Community (Dis)Connections: How Culture Helps and Has Its Limits

By European Cultural Foundation, Insha Osvita, zusa, and the VETERANKA Movement
5 Mar 2026
14:00 — 17:00
Register
Organiser: European Cultural Foundation, Insha Osvita, zusa, and the VETERANKA Movement

Communities shaped by displacement, return and separation are finding new ways to stay connected. Cultural practice plays a vital role in creating spaces where people can meet, process experience and rebuild trust. On 5 March, Culture Helps Solidarity brings together cultural practitioners from Ukraine and the diaspora to share how this work is carried out in practice.

This online session explores how artistic and community-based approaches support connection, memory and recovery in the context of ongoing war and migration.

On the agenda:

  • Alona Karavai, co-founder of Insha Osvita and Asortymentna Kimnata, will present the Scattered Communities programme and approaches to sustaining connection within the Ukrainian cultural field across borders;

  • Yevhenia Nesterovych, cultural manager and head of the NGO Post Bellum-Ukraine, will speak about memory work and the creation of spaces for difficult conversations;

  • Olena Herasymiuk, poet and paramedic with the Hospitallers, will share her experience of art-therapeutic work supporting veterans through the MAK 4.5.0 project;

  • Nastya Khlestova, curator and co-founder of Garage 123, will reflect on working with Ukrainian artists and cultural workers in Graz and supporting the community abroad.
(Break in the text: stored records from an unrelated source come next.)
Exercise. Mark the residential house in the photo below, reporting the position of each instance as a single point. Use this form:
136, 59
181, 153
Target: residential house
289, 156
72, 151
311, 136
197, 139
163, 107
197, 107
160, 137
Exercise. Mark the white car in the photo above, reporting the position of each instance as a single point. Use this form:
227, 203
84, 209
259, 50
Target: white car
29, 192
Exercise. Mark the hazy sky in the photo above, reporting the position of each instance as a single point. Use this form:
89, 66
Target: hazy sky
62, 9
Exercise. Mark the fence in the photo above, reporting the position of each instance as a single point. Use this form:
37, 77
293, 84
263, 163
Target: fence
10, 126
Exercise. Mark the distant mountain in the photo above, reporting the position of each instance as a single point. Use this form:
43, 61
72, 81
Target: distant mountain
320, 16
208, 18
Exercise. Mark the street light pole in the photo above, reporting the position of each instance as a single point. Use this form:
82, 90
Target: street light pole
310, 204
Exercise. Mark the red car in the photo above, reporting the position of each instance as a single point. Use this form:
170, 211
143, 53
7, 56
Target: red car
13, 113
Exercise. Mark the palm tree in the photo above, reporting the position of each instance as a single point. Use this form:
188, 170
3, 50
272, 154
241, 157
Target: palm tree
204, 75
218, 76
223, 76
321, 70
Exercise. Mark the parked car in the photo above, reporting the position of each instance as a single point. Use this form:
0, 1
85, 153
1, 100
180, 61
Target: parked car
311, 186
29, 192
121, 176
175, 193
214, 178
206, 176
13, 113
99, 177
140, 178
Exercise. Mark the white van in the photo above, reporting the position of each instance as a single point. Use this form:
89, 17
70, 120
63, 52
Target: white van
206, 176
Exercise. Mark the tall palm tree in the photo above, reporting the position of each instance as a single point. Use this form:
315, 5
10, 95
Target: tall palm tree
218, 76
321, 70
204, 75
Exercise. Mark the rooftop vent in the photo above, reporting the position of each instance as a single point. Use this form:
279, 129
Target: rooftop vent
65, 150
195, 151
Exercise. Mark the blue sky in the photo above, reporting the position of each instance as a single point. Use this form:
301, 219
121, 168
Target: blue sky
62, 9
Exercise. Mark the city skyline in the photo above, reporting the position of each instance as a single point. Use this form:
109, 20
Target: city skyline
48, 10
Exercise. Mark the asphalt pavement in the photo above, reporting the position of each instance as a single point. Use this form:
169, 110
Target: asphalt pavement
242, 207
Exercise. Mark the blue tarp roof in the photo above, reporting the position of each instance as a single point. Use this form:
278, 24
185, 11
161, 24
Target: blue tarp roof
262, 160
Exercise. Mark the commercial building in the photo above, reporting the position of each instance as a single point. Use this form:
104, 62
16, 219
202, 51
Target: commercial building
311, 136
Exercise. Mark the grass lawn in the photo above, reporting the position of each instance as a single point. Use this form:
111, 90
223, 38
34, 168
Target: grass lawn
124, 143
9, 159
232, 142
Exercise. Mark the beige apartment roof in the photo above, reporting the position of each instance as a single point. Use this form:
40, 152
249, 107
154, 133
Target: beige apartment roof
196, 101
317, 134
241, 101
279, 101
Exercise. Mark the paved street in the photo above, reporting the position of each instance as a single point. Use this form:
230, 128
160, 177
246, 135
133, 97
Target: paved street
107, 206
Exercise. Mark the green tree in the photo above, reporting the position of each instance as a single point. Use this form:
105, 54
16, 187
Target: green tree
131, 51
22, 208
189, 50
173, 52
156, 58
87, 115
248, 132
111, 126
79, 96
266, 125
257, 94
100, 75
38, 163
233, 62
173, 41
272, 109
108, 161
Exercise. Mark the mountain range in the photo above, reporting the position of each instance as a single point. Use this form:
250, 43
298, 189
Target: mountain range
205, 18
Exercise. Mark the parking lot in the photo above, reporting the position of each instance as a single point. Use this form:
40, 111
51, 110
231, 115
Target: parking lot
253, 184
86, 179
The webinar is part of Culture Helps Solidarity / Культура допомагає: Солідарність, a Creative Europe-funded programme (2025–2028) implemented by the European Cultural Foundation together with Insha Osvita (Kyiv), zusa (Berlin) and the VETERANKA Movement (Kyiv). The programme supports cultural professionals in sustaining care, creativity and community connection during and beyond the war.

Register here: https://form.typeform.com/to/Et6fyAM2

This session is especially relevant for cultural practitioners, organisations and applicants interested in the Culture Helps Solidarity calls, offering practical insight into how cultural work supports resilience, belonging and everyday continuity in times of disruption.